Ex-rebel leader Rodrigo Londoño pulls out of Colombia presidential race

Former FARC leader Rodrigo Londoño’s short-lived bid for the Colombian presidency has ended because of health issues, the onetime guerrilla group announced Thursday.

Known by his nom de guerre Timochenko, Londoño led the country’s most powerful guerrilla force, FARC, throughout lengthy peace negotiations with the government and later declared himself the first presidential candidate in the group’s transition into politics.

But those presidential hopes quickly faded after a hospitalization this month, and he underwent surgery for coronary disease Wednesday, FARC Senate candidate Ivan Marquez told reporters in Bogota.

“I’m committed to lead a transition government that will generate conditions for the birth of a new Colombia,” Londoño told supporters in late January. “For a government that will finally represent the interests of the poor.”

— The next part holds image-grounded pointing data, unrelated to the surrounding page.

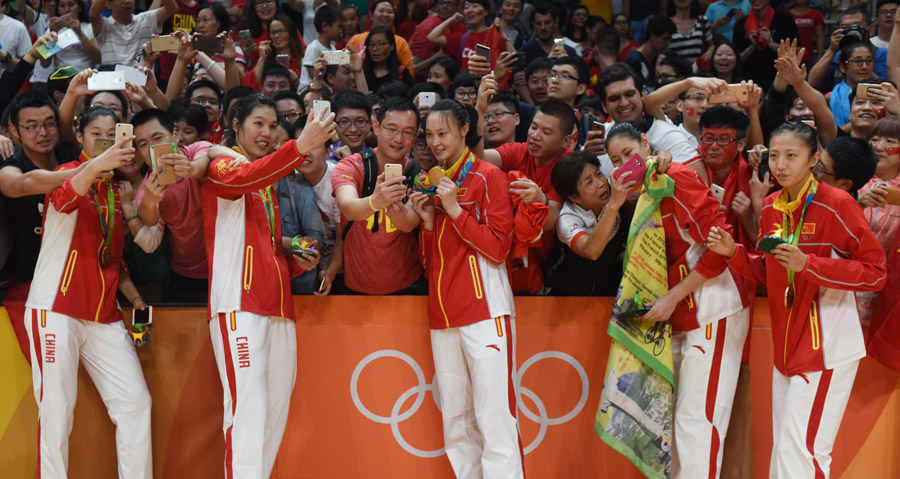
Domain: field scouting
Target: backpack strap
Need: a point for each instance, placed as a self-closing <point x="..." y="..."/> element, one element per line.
<point x="370" y="176"/>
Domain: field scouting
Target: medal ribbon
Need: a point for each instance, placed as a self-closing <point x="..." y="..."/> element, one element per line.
<point x="269" y="204"/>
<point x="793" y="237"/>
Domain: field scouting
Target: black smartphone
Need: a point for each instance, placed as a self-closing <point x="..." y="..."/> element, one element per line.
<point x="209" y="45"/>
<point x="764" y="167"/>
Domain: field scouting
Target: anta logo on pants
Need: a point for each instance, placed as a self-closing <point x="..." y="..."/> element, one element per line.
<point x="243" y="352"/>
<point x="50" y="348"/>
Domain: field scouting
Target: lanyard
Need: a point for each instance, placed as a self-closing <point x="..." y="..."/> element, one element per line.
<point x="269" y="204"/>
<point x="794" y="239"/>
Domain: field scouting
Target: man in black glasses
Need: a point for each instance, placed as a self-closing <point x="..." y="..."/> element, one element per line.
<point x="352" y="113"/>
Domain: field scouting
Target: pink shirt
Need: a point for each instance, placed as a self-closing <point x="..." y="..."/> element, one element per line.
<point x="180" y="209"/>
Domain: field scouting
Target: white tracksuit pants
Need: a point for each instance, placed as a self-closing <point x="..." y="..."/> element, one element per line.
<point x="58" y="343"/>
<point x="707" y="364"/>
<point x="806" y="413"/>
<point x="475" y="372"/>
<point x="257" y="360"/>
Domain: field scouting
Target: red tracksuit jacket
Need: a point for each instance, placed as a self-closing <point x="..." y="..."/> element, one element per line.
<point x="246" y="273"/>
<point x="69" y="278"/>
<point x="465" y="258"/>
<point x="821" y="330"/>
<point x="692" y="212"/>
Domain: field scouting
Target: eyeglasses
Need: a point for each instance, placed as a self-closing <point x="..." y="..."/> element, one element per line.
<point x="701" y="97"/>
<point x="202" y="100"/>
<point x="292" y="116"/>
<point x="820" y="170"/>
<point x="360" y="123"/>
<point x="112" y="108"/>
<point x="861" y="61"/>
<point x="565" y="76"/>
<point x="498" y="115"/>
<point x="709" y="140"/>
<point x="393" y="132"/>
<point x="49" y="126"/>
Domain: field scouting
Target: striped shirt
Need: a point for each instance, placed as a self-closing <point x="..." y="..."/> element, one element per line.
<point x="691" y="46"/>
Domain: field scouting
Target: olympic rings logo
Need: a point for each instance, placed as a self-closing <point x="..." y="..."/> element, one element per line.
<point x="542" y="417"/>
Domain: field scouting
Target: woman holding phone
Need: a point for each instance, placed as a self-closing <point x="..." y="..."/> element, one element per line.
<point x="72" y="313"/>
<point x="250" y="307"/>
<point x="465" y="240"/>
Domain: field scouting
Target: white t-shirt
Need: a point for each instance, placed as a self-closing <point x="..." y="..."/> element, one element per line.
<point x="74" y="55"/>
<point x="121" y="44"/>
<point x="663" y="135"/>
<point x="313" y="50"/>
<point x="14" y="38"/>
<point x="575" y="221"/>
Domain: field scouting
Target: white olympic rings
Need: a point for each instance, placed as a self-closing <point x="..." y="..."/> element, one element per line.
<point x="541" y="418"/>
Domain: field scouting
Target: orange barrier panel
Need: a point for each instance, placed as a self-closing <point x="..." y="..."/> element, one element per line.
<point x="364" y="404"/>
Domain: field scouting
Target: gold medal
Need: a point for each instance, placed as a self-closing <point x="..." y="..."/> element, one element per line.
<point x="105" y="256"/>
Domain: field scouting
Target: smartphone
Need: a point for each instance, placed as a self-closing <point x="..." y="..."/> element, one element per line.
<point x="768" y="243"/>
<point x="142" y="316"/>
<point x="392" y="170"/>
<point x="427" y="98"/>
<point x="165" y="43"/>
<point x="862" y="89"/>
<point x="483" y="51"/>
<point x="66" y="38"/>
<point x="246" y="39"/>
<point x="133" y="75"/>
<point x="101" y="145"/>
<point x="559" y="44"/>
<point x="718" y="193"/>
<point x="893" y="196"/>
<point x="319" y="106"/>
<point x="209" y="45"/>
<point x="165" y="174"/>
<point x="638" y="168"/>
<point x="736" y="92"/>
<point x="106" y="81"/>
<point x="764" y="167"/>
<point x="124" y="130"/>
<point x="338" y="57"/>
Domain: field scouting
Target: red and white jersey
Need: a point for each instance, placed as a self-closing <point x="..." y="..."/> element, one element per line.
<point x="246" y="271"/>
<point x="821" y="329"/>
<point x="465" y="258"/>
<point x="70" y="278"/>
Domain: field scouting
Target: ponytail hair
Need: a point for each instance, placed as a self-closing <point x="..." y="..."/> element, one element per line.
<point x="460" y="115"/>
<point x="242" y="110"/>
<point x="802" y="131"/>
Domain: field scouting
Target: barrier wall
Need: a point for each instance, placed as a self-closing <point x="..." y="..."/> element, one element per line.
<point x="363" y="404"/>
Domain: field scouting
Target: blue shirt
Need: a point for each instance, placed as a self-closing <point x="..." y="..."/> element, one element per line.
<point x="720" y="9"/>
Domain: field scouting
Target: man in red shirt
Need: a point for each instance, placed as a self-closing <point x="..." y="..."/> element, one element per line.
<point x="379" y="243"/>
<point x="425" y="52"/>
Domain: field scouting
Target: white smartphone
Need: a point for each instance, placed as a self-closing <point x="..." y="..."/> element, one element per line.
<point x="133" y="75"/>
<point x="124" y="130"/>
<point x="427" y="98"/>
<point x="319" y="106"/>
<point x="107" y="81"/>
<point x="718" y="193"/>
<point x="338" y="57"/>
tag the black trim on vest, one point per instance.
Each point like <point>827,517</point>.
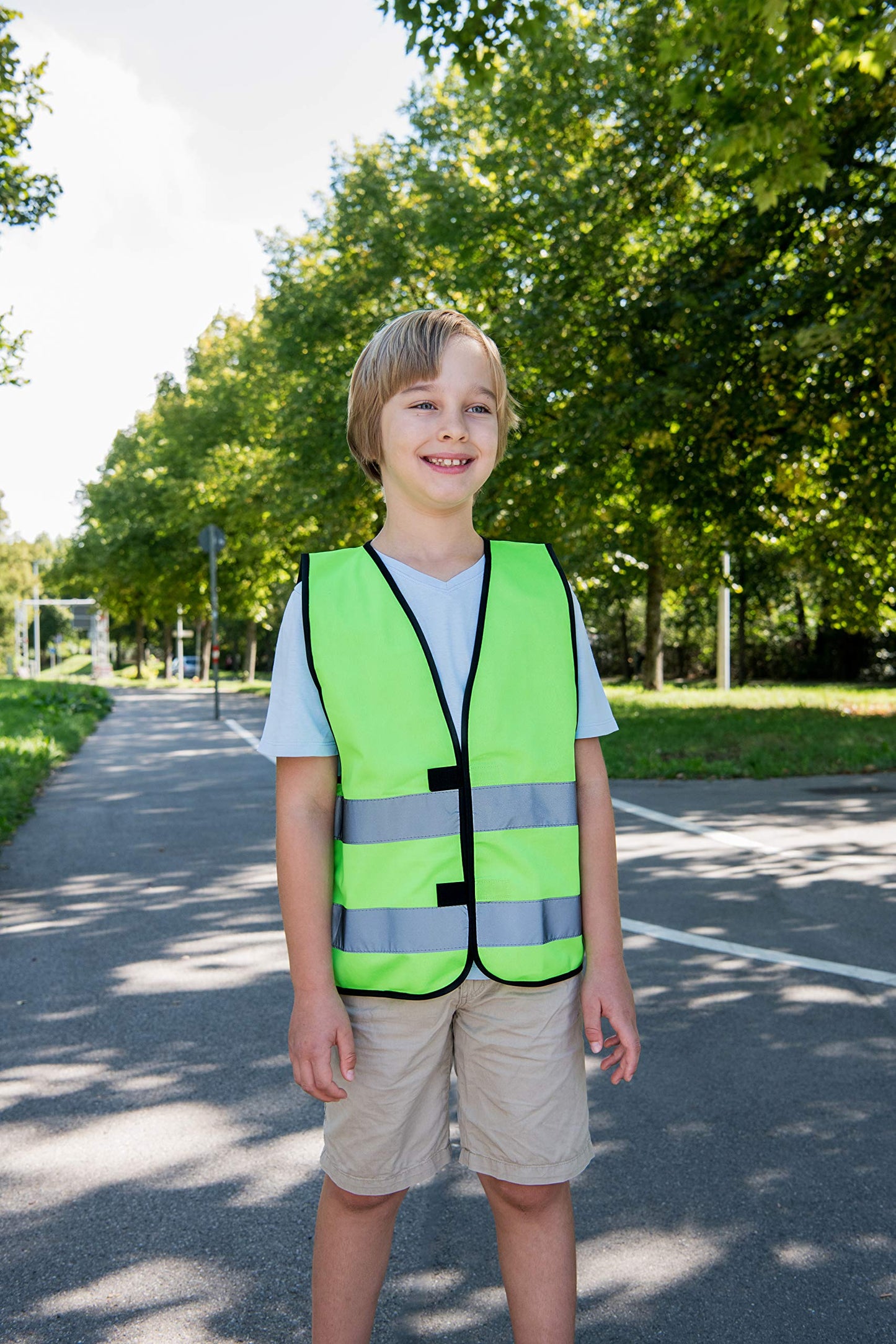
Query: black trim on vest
<point>463,776</point>
<point>304,565</point>
<point>463,763</point>
<point>444,777</point>
<point>450,892</point>
<point>567,593</point>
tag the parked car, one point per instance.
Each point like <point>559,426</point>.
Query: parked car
<point>191,665</point>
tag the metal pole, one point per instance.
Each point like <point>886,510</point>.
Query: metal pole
<point>215,651</point>
<point>723,630</point>
<point>37,620</point>
<point>180,643</point>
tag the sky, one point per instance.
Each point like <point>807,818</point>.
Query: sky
<point>179,131</point>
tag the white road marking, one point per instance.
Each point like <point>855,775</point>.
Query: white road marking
<point>739,949</point>
<point>695,940</point>
<point>242,733</point>
<point>725,838</point>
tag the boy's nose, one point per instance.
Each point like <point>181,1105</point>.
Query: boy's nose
<point>451,429</point>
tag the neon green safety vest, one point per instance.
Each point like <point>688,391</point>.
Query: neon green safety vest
<point>449,852</point>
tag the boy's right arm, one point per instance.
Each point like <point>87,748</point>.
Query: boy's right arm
<point>305,808</point>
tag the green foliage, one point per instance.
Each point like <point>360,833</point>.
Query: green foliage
<point>691,280</point>
<point>755,79</point>
<point>41,725</point>
<point>760,733</point>
<point>26,197</point>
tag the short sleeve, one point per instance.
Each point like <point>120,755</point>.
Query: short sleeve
<point>595,715</point>
<point>296,723</point>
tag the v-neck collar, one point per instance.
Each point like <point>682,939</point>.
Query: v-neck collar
<point>472,572</point>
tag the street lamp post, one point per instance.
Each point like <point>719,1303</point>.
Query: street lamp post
<point>723,630</point>
<point>180,643</point>
<point>37,620</point>
<point>213,543</point>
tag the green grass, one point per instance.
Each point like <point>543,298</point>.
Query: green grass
<point>755,731</point>
<point>41,725</point>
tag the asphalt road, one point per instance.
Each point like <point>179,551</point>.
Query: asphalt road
<point>159,1167</point>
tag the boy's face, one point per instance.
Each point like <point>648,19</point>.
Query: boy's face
<point>441,437</point>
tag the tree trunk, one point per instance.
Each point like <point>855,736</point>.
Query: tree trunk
<point>140,648</point>
<point>252,648</point>
<point>653,621</point>
<point>206,665</point>
<point>624,640</point>
<point>801,625</point>
<point>742,626</point>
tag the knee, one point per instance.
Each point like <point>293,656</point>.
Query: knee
<point>351,1203</point>
<point>524,1199</point>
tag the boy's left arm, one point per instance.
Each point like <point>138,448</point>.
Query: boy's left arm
<point>605,984</point>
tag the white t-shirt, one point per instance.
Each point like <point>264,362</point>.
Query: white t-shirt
<point>448,612</point>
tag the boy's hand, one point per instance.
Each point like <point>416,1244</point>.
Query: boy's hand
<point>608,994</point>
<point>320,1022</point>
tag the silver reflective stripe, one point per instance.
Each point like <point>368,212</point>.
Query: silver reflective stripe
<point>500,923</point>
<point>504,807</point>
<point>420,816</point>
<point>415,816</point>
<point>418,929</point>
<point>527,923</point>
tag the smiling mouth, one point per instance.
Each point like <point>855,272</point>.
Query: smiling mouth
<point>448,463</point>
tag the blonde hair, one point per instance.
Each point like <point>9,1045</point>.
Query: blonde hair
<point>405,351</point>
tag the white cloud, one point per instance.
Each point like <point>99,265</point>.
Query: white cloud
<point>166,180</point>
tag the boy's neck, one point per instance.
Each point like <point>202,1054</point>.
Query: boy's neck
<point>442,550</point>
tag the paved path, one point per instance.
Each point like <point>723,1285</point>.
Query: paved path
<point>159,1165</point>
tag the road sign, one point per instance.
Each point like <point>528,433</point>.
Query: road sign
<point>211,540</point>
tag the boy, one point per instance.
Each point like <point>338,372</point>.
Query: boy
<point>445,846</point>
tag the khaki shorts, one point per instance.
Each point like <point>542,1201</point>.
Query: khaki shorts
<point>521,1097</point>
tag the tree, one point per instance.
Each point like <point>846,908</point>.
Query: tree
<point>26,197</point>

Though FARC’s new political party, Fuerza Alternativa Revolucionaria del Común, will not run a candidate in May’s first round of the presidential election, Marquez said former group members will be candidates in Sunday’s vote for Senate and House seats.

Colombian President Juan Manuel Santos, whose second term ends in August, is not eligible for re-election.

Colombia and FARC reached a peace agreement in Havana, Cuba, in September 2016 following four years of negotiations and a 52-year civil war that claimed more than 200,000 lives.

Last year, the Colombian Senate approved 10 congressional seats for former FARC combatants.

Londoño has been accused by US State Department of controlling FARC cocaine operations and “the murder of hundreds of people.”

US officials have offered a $5 million reward for information leading to his arrest.

The group was formed in 1964 by rebels inspired by the Cuban revolution in their attempt to forcibly redistribute wealth. Espousing anti-US and Marxist ideology, the group drew the overwhelming majority of its fighters from the rural poor.

It was funded by a sophisticated cocaine trafficking network and was armed with child soldiers.